Referenced in: none

Automatically associated channels: Kir2.1 , Slo1

Title: Evidence for Mitoxantrone-induced Block of Inwardly Rectifying K Channels Expressed in the Osteoclast Precursor RAW 264.7 Cells Differentiated with Lipopolysaccharide.

Authors: Chung-Lin Wang, Mei-Ling Tsai, Sheng-Nan Wu

Journal, date & volume: Cell. Physiol. Biochem., 2012 , 30, 687-701

PubMed link: http://www.ncbi.nlm.nih.gov/pubmed/22854649

Abstract
Mitoxanthrone (MX) is an anthracenedione antineoplastic agent. Whether this drug and other related compounds have any effects on ion currents in osteoclasts remains largely unclear.In this study, the effects of MX and other related compounds on inwardly rectifying K(+) current (I(K(IR))) were investigated in RAW 264.7 osteoclast precursor cells treated with lipopolysaccharide.The I(K(IR))in these cells are blocked by BaCl(2) (1 mM).
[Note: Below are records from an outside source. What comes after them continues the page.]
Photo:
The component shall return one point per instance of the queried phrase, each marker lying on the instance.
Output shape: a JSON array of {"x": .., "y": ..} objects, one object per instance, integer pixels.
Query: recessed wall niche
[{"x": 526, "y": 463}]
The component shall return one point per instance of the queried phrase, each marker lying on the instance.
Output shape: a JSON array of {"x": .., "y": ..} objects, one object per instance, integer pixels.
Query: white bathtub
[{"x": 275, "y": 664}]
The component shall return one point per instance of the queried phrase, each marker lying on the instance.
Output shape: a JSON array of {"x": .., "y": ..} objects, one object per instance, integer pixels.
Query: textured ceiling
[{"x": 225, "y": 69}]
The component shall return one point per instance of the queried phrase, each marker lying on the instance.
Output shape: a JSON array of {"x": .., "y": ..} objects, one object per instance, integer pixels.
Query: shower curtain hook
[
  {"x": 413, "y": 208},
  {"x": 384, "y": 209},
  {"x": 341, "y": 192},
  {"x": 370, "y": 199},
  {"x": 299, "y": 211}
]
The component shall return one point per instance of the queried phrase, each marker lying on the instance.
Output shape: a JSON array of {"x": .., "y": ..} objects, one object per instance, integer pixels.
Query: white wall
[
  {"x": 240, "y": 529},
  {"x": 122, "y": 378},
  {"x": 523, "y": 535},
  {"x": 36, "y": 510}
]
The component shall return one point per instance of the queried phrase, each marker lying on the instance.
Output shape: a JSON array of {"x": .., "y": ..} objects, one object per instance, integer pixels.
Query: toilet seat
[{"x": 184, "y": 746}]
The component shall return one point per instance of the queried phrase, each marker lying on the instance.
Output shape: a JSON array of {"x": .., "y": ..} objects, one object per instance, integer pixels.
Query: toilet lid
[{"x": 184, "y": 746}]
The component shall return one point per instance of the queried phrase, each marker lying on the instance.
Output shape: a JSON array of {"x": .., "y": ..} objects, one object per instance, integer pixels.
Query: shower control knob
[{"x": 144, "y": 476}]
MX (1-100 µM) decreased the amplitude of I(K(IR)) in a concentration-dependent manner with an IC(50) value of 6.4 µM. MX also slowed the time course of I(K(IR)) inactivation elicited by large hyperpolarization. Doxorubicin (10 µM), 17β-estradiol (10 µM) and tertiapin (1 µM) decreased the I(K(IR)) amplitude in these cells. In bafilomycin A(1)-treated cells, MX-mediated block of I(K(IR)) still existed. In cell-attached configuration, when the electrode was filled with MX (10 µM), the activity of inwardly rectifying K(+) (Kir) channels was decreased with no change in single-channel conductance. MX-mediated reduction of channel activity is accompanied by a shortening of mean open time. Under current-clamp conditions, addition of MX resulted in membrane depolarization. Therefore, MX can interact with the Kir channels to decrease the I(K(IR)) amplitude and to depolarize the membrane in these cells.The block by this drug of Kir2.1 channels appears to be one of the important mechanisms underlying its actions on the resorptive activity of osteoclasts, if similar results occur in vivo. Targeting at Kir channels may be clinically useful as an adjunctive regimen to anti-cancer drugs (e.g., MX or doxorubicin) in influencing the resorptive activity of osteoclasts.